- Born: September 1951 (age 74) Braintree, Massachusetts, United States
- Education: Dartmouth College, Stanford University
- Occupation: Businessman
- Known for: Former CEO and chairman of Stanley Black & Decker
- Spouse: Tamara Lundgren ​(m. 2005)​

= John F. Lundgren =

American businessman (born 1951)

John F. Lundgren (born September 1951) is an American businessman most notable as the former CEO and chairman of Stanley Black & Decker.

==Early life and education==
Lundgren was born in Braintree, Massachusetts. He is a graduate of Dartmouth College where he was the captain of the golf team. He received his MBA from Stanford University.

==Career==
Lundgren became 1995 the President of European Consumer Products at James River Corporation and held that position until 1997. In 1997 he became the President of European Consumer Products for Fort James Corporation.
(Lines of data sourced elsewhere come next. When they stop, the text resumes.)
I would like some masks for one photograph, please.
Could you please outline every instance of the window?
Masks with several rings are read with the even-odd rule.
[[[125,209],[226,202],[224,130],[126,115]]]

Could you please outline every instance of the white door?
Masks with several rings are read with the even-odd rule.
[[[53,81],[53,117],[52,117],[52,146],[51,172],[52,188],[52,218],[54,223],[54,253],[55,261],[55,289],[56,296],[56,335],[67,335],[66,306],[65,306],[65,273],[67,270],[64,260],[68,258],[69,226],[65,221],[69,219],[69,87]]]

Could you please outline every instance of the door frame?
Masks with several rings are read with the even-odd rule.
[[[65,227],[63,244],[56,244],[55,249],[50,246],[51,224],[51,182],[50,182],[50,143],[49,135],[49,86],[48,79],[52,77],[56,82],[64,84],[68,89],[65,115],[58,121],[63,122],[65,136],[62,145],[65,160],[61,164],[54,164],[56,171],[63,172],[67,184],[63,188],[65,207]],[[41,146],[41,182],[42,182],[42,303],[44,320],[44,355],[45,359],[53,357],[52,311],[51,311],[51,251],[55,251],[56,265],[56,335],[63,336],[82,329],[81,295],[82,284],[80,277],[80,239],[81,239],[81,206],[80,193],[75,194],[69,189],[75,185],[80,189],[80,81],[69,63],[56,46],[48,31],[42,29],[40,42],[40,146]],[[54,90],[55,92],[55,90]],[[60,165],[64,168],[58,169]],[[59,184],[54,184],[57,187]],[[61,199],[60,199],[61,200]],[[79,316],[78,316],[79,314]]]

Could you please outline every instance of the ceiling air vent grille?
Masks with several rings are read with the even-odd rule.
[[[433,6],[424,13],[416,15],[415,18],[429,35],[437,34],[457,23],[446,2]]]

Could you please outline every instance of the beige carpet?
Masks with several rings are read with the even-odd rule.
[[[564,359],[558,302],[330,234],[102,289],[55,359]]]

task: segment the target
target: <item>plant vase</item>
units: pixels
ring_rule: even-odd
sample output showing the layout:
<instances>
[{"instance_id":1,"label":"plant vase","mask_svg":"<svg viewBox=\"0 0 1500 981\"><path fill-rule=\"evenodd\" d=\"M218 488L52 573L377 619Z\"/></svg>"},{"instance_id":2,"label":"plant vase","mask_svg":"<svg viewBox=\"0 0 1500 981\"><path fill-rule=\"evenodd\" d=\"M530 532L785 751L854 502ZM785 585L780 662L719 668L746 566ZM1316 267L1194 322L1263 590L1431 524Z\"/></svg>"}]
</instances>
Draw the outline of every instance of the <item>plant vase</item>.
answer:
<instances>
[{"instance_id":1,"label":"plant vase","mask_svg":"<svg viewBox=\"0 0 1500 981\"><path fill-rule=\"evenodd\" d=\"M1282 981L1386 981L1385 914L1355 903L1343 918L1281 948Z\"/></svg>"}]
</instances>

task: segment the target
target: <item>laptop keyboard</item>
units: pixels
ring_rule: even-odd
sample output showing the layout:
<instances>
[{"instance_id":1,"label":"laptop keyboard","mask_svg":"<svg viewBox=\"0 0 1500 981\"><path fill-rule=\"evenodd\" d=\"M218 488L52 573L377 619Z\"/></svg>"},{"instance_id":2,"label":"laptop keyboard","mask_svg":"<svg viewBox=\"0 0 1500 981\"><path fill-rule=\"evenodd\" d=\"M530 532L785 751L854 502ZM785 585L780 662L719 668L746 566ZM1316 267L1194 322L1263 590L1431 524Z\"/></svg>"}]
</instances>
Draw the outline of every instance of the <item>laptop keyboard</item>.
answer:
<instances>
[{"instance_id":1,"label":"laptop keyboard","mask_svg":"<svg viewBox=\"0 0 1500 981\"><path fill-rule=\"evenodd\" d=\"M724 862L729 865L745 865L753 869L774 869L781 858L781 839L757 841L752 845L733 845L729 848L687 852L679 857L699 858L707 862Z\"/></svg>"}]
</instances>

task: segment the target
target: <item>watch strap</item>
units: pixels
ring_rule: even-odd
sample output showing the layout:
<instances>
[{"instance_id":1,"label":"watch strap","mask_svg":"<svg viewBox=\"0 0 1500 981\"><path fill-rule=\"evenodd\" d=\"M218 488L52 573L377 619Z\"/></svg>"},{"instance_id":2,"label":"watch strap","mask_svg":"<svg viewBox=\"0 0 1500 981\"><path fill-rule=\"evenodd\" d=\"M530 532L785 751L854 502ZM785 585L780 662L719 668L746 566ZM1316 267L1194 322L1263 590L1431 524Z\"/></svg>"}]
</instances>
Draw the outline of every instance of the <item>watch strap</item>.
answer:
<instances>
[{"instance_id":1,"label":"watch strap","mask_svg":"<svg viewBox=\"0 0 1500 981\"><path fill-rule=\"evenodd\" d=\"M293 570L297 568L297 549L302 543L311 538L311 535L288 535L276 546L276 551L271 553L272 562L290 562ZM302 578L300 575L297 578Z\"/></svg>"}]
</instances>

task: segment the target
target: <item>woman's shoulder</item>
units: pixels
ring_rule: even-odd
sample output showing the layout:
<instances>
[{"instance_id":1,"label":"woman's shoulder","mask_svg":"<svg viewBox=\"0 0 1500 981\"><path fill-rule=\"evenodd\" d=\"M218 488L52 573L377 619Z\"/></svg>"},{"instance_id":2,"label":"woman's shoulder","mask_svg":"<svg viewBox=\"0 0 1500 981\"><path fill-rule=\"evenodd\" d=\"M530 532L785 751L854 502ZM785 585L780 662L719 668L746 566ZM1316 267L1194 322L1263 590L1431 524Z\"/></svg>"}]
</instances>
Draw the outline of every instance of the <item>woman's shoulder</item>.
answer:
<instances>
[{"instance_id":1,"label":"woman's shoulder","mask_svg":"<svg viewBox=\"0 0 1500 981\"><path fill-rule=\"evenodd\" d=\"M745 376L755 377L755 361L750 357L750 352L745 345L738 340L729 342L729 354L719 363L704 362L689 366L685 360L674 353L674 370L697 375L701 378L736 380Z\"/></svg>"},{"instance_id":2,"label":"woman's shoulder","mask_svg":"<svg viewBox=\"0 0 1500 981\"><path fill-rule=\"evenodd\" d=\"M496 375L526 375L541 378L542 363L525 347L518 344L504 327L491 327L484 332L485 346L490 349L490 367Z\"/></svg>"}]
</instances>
In January 2001 he was the President of European Consumer Products at Georgia-Pacific which he held until February 2004.

On March 1, 2004, he was made the Chairman of Stanley Black & Decker until March 12, 2010, when he was made the President. He was again named chairman from March 13, 2013. This meant he was CEO or chairman of Stanley Black & Decker from March 1, 2004, through July 31, 2016.

In 2010, he was one of the highest paid CEOs, with compensation of $32.6 million that year.

==Board memberships==
Lundgren is a member of the board of directors of the National Association of Manufacturers (NAM). He has been a director of Topgolf Callaway Brands since 2009.

In 2023, Lundgren was named of Chairman of Visa Inc.

==Personal life==
Lundgren is married to Tamara Lundgren, CEO of Radius Recycling. In August 2005, they were married at The Berkeley in London.